Bob Mitchell: Remembering Sport, the bird dog
About 75 years ago, there was a brown and white Pointer bird dog named Sport, who was both a pet and an adequate hunting dog.
More important, he was a constant companion of a boy that lived on the edge of town and spent most of his time in the outdoors. The two had a life that was not to be equaled in either of their minds.
Their experiences were such that every boy and dog should be able to claim such experiences as their own.
Sport loved water, and his early life was during the building of Cassville's first wastewater treatment plant. The location is now the Cassville High School practice field at the edge of Flat Creek. This was a Works Progress Administration (WPA) project right after the Great Depression, which provided a paycheck for a lot of folks who were out of work during 1930s.
My dad was one of those who relied on the government program to put groceries in our house. On weekends, part of his responsibilities was to visit the site and make sure there were no intruders meddling with equipment or materials.
One of these trips happened to be July 4. Dad took Sport and I with him. The dog would run in the creek while I shot fireworks. Both of us were having a ball with our activities when I stopped to watch Sport. In one hand was a firecracker and the other held an igniting punk. Both were behind my back when the fuse and punk got together and the resulting explosion split my fingers.
A quick trip to the old Newman Hospital where Dr. George Newman fixed everything ensued, and no one was the worse for the wear.
Back in those days, heavy rains would send Flat Creek roaring out of its banks and flooding the middle parts of Cassville.
We were living at Third and West streets at the time. The house was later moved to First Street, where Sport, in times of storms, preferred to sleep in the basement.
During this storm, I was upstairs asleep when dad came to get me, informing me the basement was flooded and Sport wouldn't come out for anyone. When I got to where they had broken out a window and a flashlight beam showed him standing on a table with his front feet up on the wall and the water was up to his shoulders.
It took one call from me and he started swimming toward the window and was rescued.
Sport was real adept at drinking soda pop out of a bottle, which was an advantage for me, since it was usually my duty to at least half empty the treat for him. I liked to tell people about this particular skill of his, since there wasn't enough change in my pockets to buy a soda most of the time.
One of Sport's greatest admirers of the time was J.J. Miller, owner of Miller Drug on the east side of the square. Mr. Miller was good for a bottle of pop about anytime there was someone around who hadn't seen Sport perform this feat. There were times he would call me off the street if I happened to be passing by, or sometimes I would make sure my route around the square included his storefront if it happened to be a hot day.

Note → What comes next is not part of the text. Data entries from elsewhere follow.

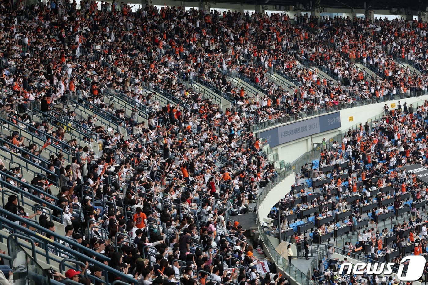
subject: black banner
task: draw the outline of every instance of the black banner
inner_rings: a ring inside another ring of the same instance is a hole
[[[428,185],[428,169],[420,164],[411,164],[400,168],[406,173],[414,173],[416,175],[416,179]]]

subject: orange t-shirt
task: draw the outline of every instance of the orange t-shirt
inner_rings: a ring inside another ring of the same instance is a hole
[[[135,226],[138,229],[143,229],[146,227],[146,224],[144,223],[144,220],[147,219],[146,214],[141,212],[140,215],[137,214],[134,214],[134,220],[135,222]]]
[[[187,172],[187,169],[186,167],[181,167],[180,169],[181,170],[181,173],[183,173],[183,177],[184,178],[187,178],[189,177],[189,172]]]

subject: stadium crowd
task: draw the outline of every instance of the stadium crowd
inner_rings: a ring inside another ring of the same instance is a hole
[[[341,104],[351,106],[357,100],[382,101],[426,90],[425,75],[412,73],[392,60],[401,51],[401,59],[425,68],[426,23],[357,18],[351,23],[349,18],[306,15],[291,24],[288,16],[274,14],[220,15],[151,6],[133,12],[116,2],[111,9],[103,3],[99,10],[96,3],[87,1],[78,6],[75,2],[38,3],[27,9],[23,3],[12,7],[10,2],[1,3],[2,117],[46,143],[29,143],[16,131],[3,133],[3,151],[20,153],[24,160],[45,169],[26,181],[19,167],[7,169],[9,161],[0,161],[3,177],[11,185],[7,187],[42,197],[42,206],[57,206],[60,211],[53,214],[63,224],[60,234],[109,256],[109,265],[145,285],[178,279],[190,285],[197,280],[202,284],[207,280],[207,285],[288,283],[274,274],[274,274],[260,275],[253,252],[262,251],[248,243],[238,224],[226,219],[253,211],[250,204],[259,190],[278,175],[251,125]],[[369,75],[354,64],[356,58],[379,73]],[[295,86],[276,81],[268,73],[273,71]],[[227,75],[235,74],[260,93],[232,82]],[[232,99],[231,107],[223,111],[189,87],[189,80],[196,79],[218,87]],[[128,98],[134,108],[116,108],[109,92]],[[164,104],[163,98],[169,102]],[[68,106],[77,104],[109,116],[117,128],[107,128],[96,116],[82,117]],[[321,184],[323,199],[293,211],[291,201],[295,197],[288,195],[283,201],[286,214],[330,203],[336,188],[340,198],[331,208],[321,211],[326,217],[336,208],[347,208],[343,201],[352,193],[367,197],[363,204],[369,204],[367,192],[376,186],[354,186],[360,175],[365,181],[379,172],[386,176],[378,180],[378,187],[402,183],[394,190],[410,193],[415,202],[424,199],[422,185],[396,169],[425,156],[425,141],[416,140],[426,137],[427,110],[419,108],[416,115],[412,106],[393,111],[374,126],[351,131],[341,146],[336,144],[337,149],[323,151],[322,166],[352,159],[345,172],[335,170],[333,181]],[[35,115],[38,112],[40,116]],[[139,119],[144,112],[147,125]],[[72,129],[82,136],[68,139]],[[61,150],[47,157],[43,149],[51,143]],[[301,175],[309,175],[307,170]],[[326,177],[315,174],[310,182]],[[346,186],[341,178],[336,179],[343,174],[349,176]],[[387,197],[382,193],[376,194],[377,199]],[[399,198],[395,209],[401,206]],[[351,203],[355,216],[344,223],[354,232],[364,220],[356,210],[363,201]],[[9,196],[4,208],[23,217],[39,216],[48,237],[56,231],[43,210],[26,213],[18,202],[17,196]],[[374,218],[373,209],[372,214]],[[397,225],[395,230],[407,226]],[[291,226],[286,220],[282,229]],[[335,226],[323,224],[312,237],[317,240]],[[307,243],[303,235],[296,235],[294,242]],[[237,264],[242,266],[235,270]],[[70,270],[65,276],[53,274],[83,283],[87,282],[85,270],[106,277],[89,265],[80,271]],[[117,279],[111,274],[109,280]]]
[[[307,258],[307,232],[314,243],[343,239],[336,252],[341,255],[334,256],[336,249],[329,246],[314,272],[316,280],[344,281],[346,274],[338,273],[344,256],[363,255],[396,268],[406,255],[428,257],[428,188],[416,174],[428,167],[427,111],[426,101],[417,108],[399,102],[380,119],[350,129],[342,142],[326,144],[319,160],[296,173],[294,189],[279,204],[287,240]],[[407,171],[412,164],[420,168]],[[273,210],[271,217],[277,219],[278,213]],[[277,233],[274,228],[270,233]],[[395,282],[392,276],[380,278],[365,273],[351,276],[351,282]]]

For a bird dog who never saw the inside of a pen, Sport was a good hunter -- at least in those days when quail were plentiful in this area. I was lucky he was around, since this was about the time I took one of our Jersey calves (we were in the dairying business at the time) and sold him to Sonny Smith for $20 and bought a .410 model 42 Winchester and 1-1/2 boxes of shells. That shotgun today will sell for at least $2,000 or more if in good condition.
J. R. Fuquay was living near the west substation, now the Fohn Farm, where he bought and sold Jersey cows to ship to Louisiana.

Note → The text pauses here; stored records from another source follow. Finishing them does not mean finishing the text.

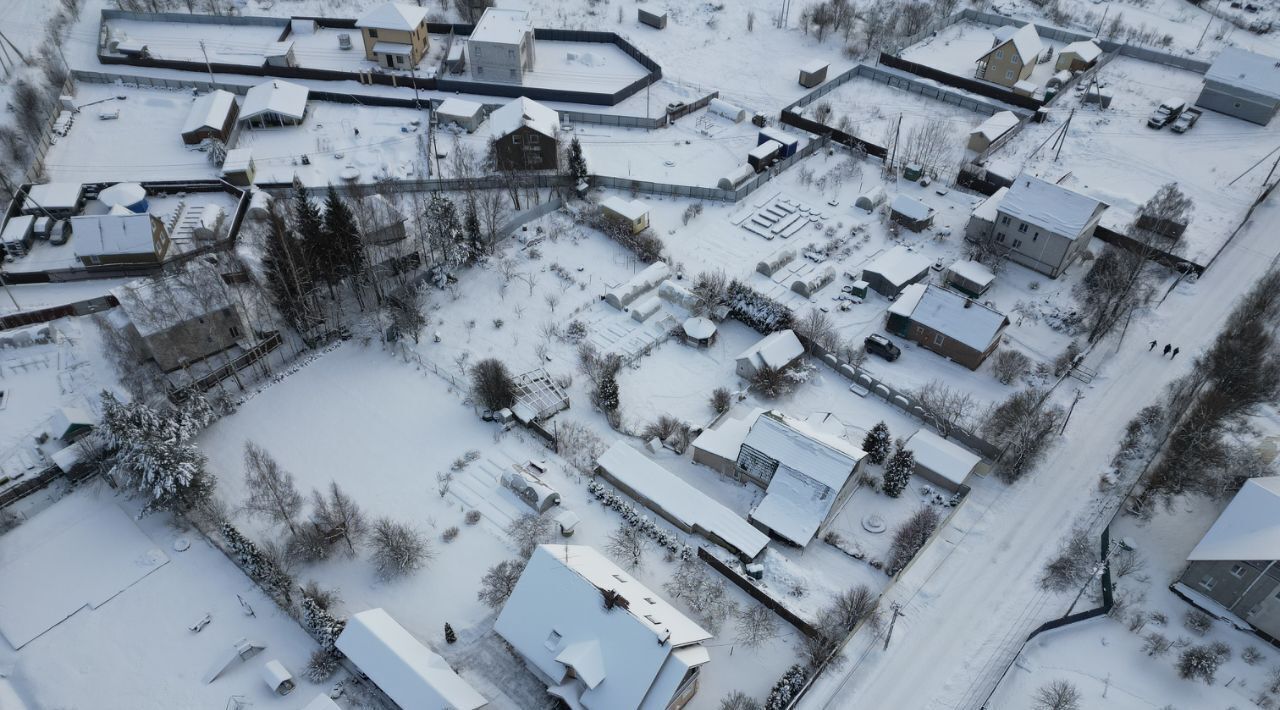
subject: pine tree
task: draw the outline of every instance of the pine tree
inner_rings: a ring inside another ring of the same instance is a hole
[[[888,432],[888,425],[878,422],[863,439],[863,450],[867,452],[867,459],[876,466],[884,463],[884,459],[888,458],[891,441],[892,438]]]
[[[590,177],[586,169],[586,157],[582,155],[582,145],[577,142],[577,136],[568,145],[568,174],[577,184]]]
[[[902,448],[902,444],[899,443],[897,449],[893,452],[893,458],[884,466],[884,494],[890,498],[902,495],[914,469],[915,454]]]
[[[358,274],[365,264],[360,226],[356,225],[351,207],[338,196],[333,185],[329,185],[329,193],[324,200],[324,234],[333,260],[334,276],[346,279]]]

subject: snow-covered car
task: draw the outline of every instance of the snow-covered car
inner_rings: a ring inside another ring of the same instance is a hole
[[[867,339],[863,340],[863,345],[867,347],[867,352],[881,356],[890,362],[893,362],[902,354],[902,351],[900,351],[892,340],[884,338],[879,333],[872,333],[868,335]]]
[[[1196,122],[1199,120],[1199,116],[1201,116],[1199,109],[1187,109],[1185,111],[1183,111],[1183,115],[1174,119],[1174,123],[1172,125],[1169,127],[1169,129],[1172,130],[1174,133],[1187,133],[1188,130],[1192,129],[1193,125],[1196,125]]]

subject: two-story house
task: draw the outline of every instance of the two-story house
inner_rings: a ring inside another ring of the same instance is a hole
[[[1032,175],[1019,175],[1000,203],[989,234],[1005,258],[1056,279],[1084,252],[1106,203]]]
[[[535,59],[534,26],[524,10],[489,8],[467,37],[471,75],[480,82],[522,83]]]
[[[1014,86],[1030,78],[1044,45],[1034,24],[1005,26],[996,29],[992,47],[978,58],[975,75],[1000,86]]]
[[[365,59],[389,69],[412,69],[426,54],[426,8],[387,3],[356,20],[365,41]]]

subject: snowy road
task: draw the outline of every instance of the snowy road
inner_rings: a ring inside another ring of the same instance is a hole
[[[1126,335],[1105,343],[1061,441],[1014,486],[983,480],[942,537],[888,592],[902,604],[893,638],[859,632],[840,668],[823,674],[799,707],[978,709],[1021,641],[1061,615],[1066,600],[1037,586],[1046,556],[1076,521],[1094,522],[1107,503],[1097,487],[1125,422],[1183,374],[1210,344],[1235,299],[1268,267],[1280,243],[1280,200],[1272,196],[1197,284],[1183,284]],[[1172,342],[1169,362],[1147,342]],[[1064,384],[1069,386],[1071,380]],[[1068,390],[1069,391],[1069,390]]]

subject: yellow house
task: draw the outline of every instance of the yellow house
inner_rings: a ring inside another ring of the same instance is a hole
[[[412,69],[426,54],[426,9],[387,3],[356,20],[365,41],[365,59],[390,69]]]
[[[979,79],[1011,87],[1032,75],[1043,51],[1044,45],[1041,43],[1034,24],[1019,28],[1001,27],[996,29],[992,47],[978,58],[975,75]]]

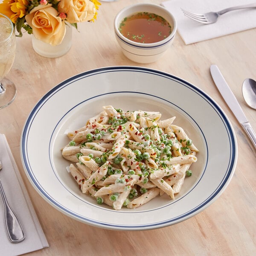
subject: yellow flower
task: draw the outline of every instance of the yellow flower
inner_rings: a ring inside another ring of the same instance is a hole
[[[26,15],[28,24],[32,28],[35,37],[52,45],[58,45],[66,33],[65,23],[51,4],[40,5]]]
[[[13,23],[23,17],[29,4],[27,0],[3,0],[0,4],[0,12],[8,17]]]
[[[94,4],[90,0],[61,0],[58,10],[67,14],[67,21],[70,23],[91,20],[96,12]]]
[[[95,8],[96,9],[96,10],[99,10],[99,6],[100,5],[101,5],[101,3],[99,3],[99,2],[97,0],[90,0],[91,2],[92,2],[94,4],[94,6],[95,6]],[[92,20],[93,21],[94,21],[95,20],[96,20],[97,19],[97,15],[98,14],[98,13],[97,12],[95,12],[95,13],[94,14],[94,15],[93,15],[93,19]]]

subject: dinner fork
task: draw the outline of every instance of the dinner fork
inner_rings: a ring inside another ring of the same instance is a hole
[[[0,162],[0,171],[2,169]],[[9,239],[12,243],[19,243],[25,239],[25,233],[19,218],[10,206],[0,180],[0,193],[4,208],[4,220]]]
[[[227,8],[224,10],[221,10],[219,12],[207,12],[204,14],[197,14],[194,13],[194,12],[191,12],[188,11],[186,11],[184,9],[181,8],[181,10],[185,16],[187,17],[200,22],[201,23],[203,23],[204,24],[211,24],[212,23],[215,23],[216,22],[218,18],[222,14],[224,14],[230,11],[234,11],[235,10],[238,10],[239,9],[244,9],[246,8],[254,8],[256,7],[256,3],[250,3],[250,4],[244,5],[241,6],[234,6],[233,7],[230,7],[229,8]]]

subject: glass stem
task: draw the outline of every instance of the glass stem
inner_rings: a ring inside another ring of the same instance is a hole
[[[0,81],[0,94],[3,93],[5,91],[5,88],[2,84],[1,81]]]

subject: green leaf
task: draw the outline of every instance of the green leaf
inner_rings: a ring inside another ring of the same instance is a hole
[[[21,32],[21,28],[23,27],[24,23],[25,22],[25,16],[22,18],[18,18],[15,23],[15,26],[17,32],[20,33],[18,36],[21,37],[22,36],[22,32]]]

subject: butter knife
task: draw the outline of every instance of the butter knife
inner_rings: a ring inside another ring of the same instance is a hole
[[[238,122],[244,129],[256,148],[256,134],[244,115],[236,98],[227,83],[216,65],[211,65],[210,70],[212,79],[223,99],[226,101]]]

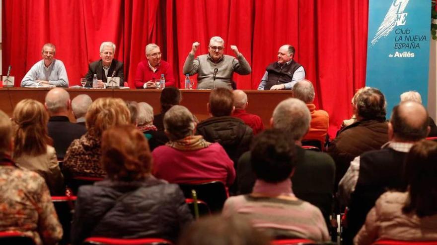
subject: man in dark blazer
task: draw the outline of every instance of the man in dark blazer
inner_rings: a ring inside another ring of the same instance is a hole
[[[100,59],[88,65],[88,73],[86,78],[88,81],[87,87],[92,85],[94,74],[97,76],[97,87],[104,88],[108,77],[120,78],[120,86],[124,85],[123,62],[114,58],[115,53],[115,45],[111,42],[104,42],[100,45]]]

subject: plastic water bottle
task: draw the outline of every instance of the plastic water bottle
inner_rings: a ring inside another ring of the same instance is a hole
[[[185,74],[185,89],[191,89],[191,83],[190,81],[190,74]]]
[[[94,74],[94,76],[92,77],[92,88],[97,88],[97,74]]]
[[[165,88],[165,78],[164,74],[161,74],[161,78],[159,79],[159,89],[164,89]]]

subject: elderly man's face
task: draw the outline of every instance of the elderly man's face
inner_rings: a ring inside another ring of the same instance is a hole
[[[101,52],[100,52],[100,58],[102,59],[102,63],[105,66],[108,66],[111,64],[112,60],[114,59],[114,49],[111,46],[105,46]]]
[[[289,53],[288,48],[281,47],[278,50],[278,63],[284,64],[289,62],[292,58],[292,54]]]
[[[161,62],[161,49],[159,48],[155,48],[150,50],[148,54],[146,54],[147,59],[150,65],[153,67],[159,64]]]
[[[212,42],[208,46],[208,51],[210,56],[215,61],[217,61],[223,57],[223,49],[224,47],[223,43],[218,42]]]
[[[41,55],[44,59],[44,63],[50,65],[55,58],[55,49],[50,46],[44,46]]]

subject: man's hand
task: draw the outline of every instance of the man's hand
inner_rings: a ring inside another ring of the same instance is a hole
[[[234,53],[235,54],[235,56],[238,56],[238,55],[240,54],[240,52],[238,51],[238,48],[237,48],[237,46],[235,45],[231,45],[230,49],[234,51]]]
[[[273,85],[270,88],[270,90],[281,90],[285,89],[285,85],[284,84],[278,84],[277,85]]]
[[[195,42],[193,43],[193,46],[191,47],[191,51],[190,52],[191,54],[193,55],[196,54],[196,51],[197,51],[197,49],[199,48],[199,46],[200,45],[200,44],[198,42]]]

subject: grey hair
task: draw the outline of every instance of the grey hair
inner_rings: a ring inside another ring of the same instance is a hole
[[[152,50],[156,49],[159,48],[159,46],[158,46],[155,44],[148,44],[148,45],[146,46],[146,55],[147,55]]]
[[[47,110],[55,113],[62,109],[67,109],[70,99],[70,95],[66,90],[60,88],[53,89],[46,96],[45,102]]]
[[[145,102],[138,103],[138,115],[137,121],[138,126],[151,124],[153,122],[153,108]]]
[[[213,42],[217,42],[217,43],[221,43],[223,46],[224,45],[224,40],[223,40],[220,37],[218,36],[216,36],[215,37],[213,37],[210,40],[210,45],[211,45],[211,43]]]
[[[88,108],[92,103],[92,99],[88,95],[79,95],[72,100],[72,109],[74,116],[78,118],[85,116]]]
[[[296,141],[302,139],[308,132],[311,114],[303,101],[289,98],[276,106],[273,118],[274,128],[283,131]]]
[[[422,97],[416,91],[407,91],[401,95],[401,102],[415,101],[422,103]]]
[[[296,83],[293,86],[293,97],[298,98],[306,103],[311,103],[314,101],[315,93],[312,83],[309,81],[304,79]]]
[[[106,46],[109,46],[112,48],[114,50],[113,52],[114,53],[115,52],[115,45],[112,42],[104,42],[102,43],[102,44],[100,45],[100,52],[103,51],[103,49]]]
[[[195,127],[193,114],[182,105],[173,105],[164,115],[164,128],[171,141],[192,135]]]
[[[53,49],[53,53],[54,54],[56,53],[56,47],[55,47],[55,45],[53,44],[51,44],[50,43],[47,43],[47,44],[43,45],[43,48],[41,49],[41,53],[44,52],[44,47],[50,47],[52,49]]]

The acreage was ideal for quail and the bobwhites of those days were easy to hunt, if you had an adequate dog.
Sport wasn't perfect, but he was good enough for me.
After some training with the gun, my folks would take us to the Fuquay place, which was my private hunting place. Sport and I would spend a few hours there. He would be showing his skill of finding the birds. As for me, I didn't do too bad -- after a few covey rises -- with the shooting skills.
Sport's fate isn't exactly clear in my memory. He possibly got tangled up with an oil delivery truck on Old Exeter Road and didn't survive his injuries.
His life meant a lot to a young boy, and that's my testimony.
Bob Mitchell is the former editor and publisher of the Cassville Democrat.